Bartels persuasively argues that this isn't simply a reflection of globalization or other events beyond our control. His research shows that government policies significantly affect economic inequality.
`The Death Tax'
Surveying the last 50 years, he finds real incomes of middle-class families have grown twice as fast under Democrats as Republicans and six times as rapidly for the working poor.
In this campaign, the contrast between the estate tax and various proposals to help the working poor are illustrative.
The estate tax, or ``the death tax'' as the Republicans, in a public relations coup have labeled it, is assessed on fewer than 2 percent of the wealthiest Americans. For a couple, the first $7 million is exempt in 2009, as is anything given to charity; there are numerous loopholes around what's left.
McCain would raise that exemption to $10 million and lower the rate to 15 percent. Democrat Barack Obama would keep the 45 percent rate on estates over $7 million.

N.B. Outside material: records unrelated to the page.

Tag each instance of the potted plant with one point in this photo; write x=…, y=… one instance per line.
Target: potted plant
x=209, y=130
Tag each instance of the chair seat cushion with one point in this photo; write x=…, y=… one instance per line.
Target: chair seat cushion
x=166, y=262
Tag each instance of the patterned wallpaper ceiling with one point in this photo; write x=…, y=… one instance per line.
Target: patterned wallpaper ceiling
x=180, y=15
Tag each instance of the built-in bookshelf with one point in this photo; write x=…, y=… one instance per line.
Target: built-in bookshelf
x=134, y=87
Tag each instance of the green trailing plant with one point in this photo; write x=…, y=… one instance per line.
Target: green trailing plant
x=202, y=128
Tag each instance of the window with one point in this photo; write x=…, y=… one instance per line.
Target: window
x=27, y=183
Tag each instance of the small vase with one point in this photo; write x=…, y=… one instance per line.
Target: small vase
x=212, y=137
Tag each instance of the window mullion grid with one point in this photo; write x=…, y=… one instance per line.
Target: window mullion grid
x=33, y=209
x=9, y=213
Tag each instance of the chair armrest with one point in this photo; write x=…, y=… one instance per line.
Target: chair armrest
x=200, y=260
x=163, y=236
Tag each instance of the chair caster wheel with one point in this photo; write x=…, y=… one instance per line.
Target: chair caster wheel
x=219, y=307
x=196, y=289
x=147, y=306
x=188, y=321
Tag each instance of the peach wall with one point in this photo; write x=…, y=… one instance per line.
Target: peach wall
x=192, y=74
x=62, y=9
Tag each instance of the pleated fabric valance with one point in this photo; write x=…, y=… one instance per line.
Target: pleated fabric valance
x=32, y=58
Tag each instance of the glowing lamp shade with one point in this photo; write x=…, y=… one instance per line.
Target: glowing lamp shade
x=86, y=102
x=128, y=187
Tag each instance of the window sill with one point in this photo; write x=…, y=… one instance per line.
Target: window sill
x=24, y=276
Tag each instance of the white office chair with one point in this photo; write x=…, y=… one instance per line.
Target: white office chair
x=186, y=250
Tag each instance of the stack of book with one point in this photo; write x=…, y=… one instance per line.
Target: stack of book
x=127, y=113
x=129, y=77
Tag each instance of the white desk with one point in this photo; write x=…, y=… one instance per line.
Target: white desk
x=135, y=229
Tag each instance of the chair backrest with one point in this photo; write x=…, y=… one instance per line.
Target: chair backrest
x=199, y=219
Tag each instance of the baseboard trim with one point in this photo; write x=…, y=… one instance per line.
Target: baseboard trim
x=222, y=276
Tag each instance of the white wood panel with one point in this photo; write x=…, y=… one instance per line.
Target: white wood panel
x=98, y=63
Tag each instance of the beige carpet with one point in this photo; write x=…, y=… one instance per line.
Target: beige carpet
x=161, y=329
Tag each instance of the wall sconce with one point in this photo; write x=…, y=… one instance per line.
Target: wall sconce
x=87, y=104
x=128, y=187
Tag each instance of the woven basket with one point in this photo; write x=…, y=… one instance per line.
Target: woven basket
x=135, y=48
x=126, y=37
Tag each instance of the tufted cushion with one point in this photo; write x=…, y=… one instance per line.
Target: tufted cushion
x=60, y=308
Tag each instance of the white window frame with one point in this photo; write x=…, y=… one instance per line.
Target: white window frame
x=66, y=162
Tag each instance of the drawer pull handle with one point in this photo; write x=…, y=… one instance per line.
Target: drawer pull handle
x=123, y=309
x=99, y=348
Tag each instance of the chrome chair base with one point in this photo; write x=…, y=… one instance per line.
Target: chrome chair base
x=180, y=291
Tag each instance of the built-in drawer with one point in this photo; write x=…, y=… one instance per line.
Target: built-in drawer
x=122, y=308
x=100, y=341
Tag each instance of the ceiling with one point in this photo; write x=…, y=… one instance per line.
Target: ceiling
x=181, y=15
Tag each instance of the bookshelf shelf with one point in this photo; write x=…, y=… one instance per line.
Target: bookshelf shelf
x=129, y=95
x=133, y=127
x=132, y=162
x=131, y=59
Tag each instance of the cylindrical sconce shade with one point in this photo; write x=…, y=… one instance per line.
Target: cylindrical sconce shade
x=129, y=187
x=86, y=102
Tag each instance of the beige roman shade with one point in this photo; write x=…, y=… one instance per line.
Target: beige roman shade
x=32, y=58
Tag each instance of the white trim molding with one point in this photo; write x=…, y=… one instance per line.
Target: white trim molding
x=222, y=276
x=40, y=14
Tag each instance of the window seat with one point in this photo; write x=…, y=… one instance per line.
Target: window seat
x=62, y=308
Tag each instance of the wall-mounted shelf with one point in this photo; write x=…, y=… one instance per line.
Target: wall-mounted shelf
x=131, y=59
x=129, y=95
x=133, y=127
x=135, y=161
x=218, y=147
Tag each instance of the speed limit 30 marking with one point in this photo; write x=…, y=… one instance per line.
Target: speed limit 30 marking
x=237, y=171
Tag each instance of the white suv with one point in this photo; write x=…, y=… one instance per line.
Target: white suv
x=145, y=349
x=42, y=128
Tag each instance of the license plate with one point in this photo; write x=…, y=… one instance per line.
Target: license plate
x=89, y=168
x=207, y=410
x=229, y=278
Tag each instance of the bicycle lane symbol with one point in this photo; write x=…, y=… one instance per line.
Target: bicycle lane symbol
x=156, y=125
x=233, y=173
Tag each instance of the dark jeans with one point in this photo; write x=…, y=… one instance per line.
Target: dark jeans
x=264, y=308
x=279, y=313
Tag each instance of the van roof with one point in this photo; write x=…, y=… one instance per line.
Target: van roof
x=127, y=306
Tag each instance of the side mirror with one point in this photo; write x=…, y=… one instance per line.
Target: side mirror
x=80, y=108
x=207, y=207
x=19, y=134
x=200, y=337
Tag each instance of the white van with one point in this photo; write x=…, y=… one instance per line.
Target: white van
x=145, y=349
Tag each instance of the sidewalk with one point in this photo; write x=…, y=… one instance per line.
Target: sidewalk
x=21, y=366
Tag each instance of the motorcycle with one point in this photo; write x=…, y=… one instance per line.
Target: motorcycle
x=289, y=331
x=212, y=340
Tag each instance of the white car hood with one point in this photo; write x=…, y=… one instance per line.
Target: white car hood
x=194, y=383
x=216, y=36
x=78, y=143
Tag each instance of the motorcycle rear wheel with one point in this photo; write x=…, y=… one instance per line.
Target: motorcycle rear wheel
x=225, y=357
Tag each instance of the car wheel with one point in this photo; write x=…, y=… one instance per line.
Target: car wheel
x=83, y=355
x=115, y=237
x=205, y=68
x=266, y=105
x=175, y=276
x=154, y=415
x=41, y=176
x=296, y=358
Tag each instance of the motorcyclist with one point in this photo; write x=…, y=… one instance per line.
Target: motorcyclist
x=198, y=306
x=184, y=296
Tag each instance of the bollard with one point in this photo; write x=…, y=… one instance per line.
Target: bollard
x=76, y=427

The McCain approach would cost the government $175 billion over 10 years more than Obama's, and most of the benefit would go to wealthy heirs who've done little to earn it -- affirmative action for the rich.
Less than one-third of that amount -- $50 billion -- would fund Obama's proposal to expand the earned-income tax credit, money given to the working poor to offset payroll taxes that typically eat up 15 percent of their income. It's one of the most effective anti-poverty and economically simulative measures -- these people have no choice but to spend the money.
Proposals Analyzed
The Tax Policy Center, a venture of the Urban Institute and Brookings Institution, analyzed the candidates' proposals: The working poor would get a $1,459 tax cut under Obama, more than double what McCain proposes.
The top 1 percent, mostly Americans averaging more than $1 million a year, would get a $38,389 tax increase under Obama, compared to a $126,951 tax cut under McCain.
Income inequality would be exacerbated under McCain, says Len Burman, the director of the center who has objections to some specifics of each plan.
Under Obama, the distribution of after-tax income would become slightly more equitable.''
McCain convincingly argues that the cost of entitlement programs must be curtailed. Sometimes the Republican nominee says higher payroll taxes are off the table, meaning the sacrifice falls mostly on middle- and working-class beneficiaries.
Fiorina Comments
In an interview, Carly Fiorina, a top adviser, explains that any tax increases on middle- and working-class'' Americans are off limits. She says if a bipartisan coalition is
creative enough'' to fashion tax increases on wealthier Americans, that may prove palatable.
That's encouraging, until you consider that McCain doesn't always listen to his economic advisers. A few months ago, his top advisers counseled him that any reduction in the gasoline tax was bad energy and economic policy. A short while later, he advocated suspending the 18-cent-a-gallon tax for the summer.
Later, one of those puzzled economists wondered if he had forgotten to use the word ``not.''
(Albert R. Hunt is the executive editor for Washington at Bloomberg News. The opinions expressed are his own.)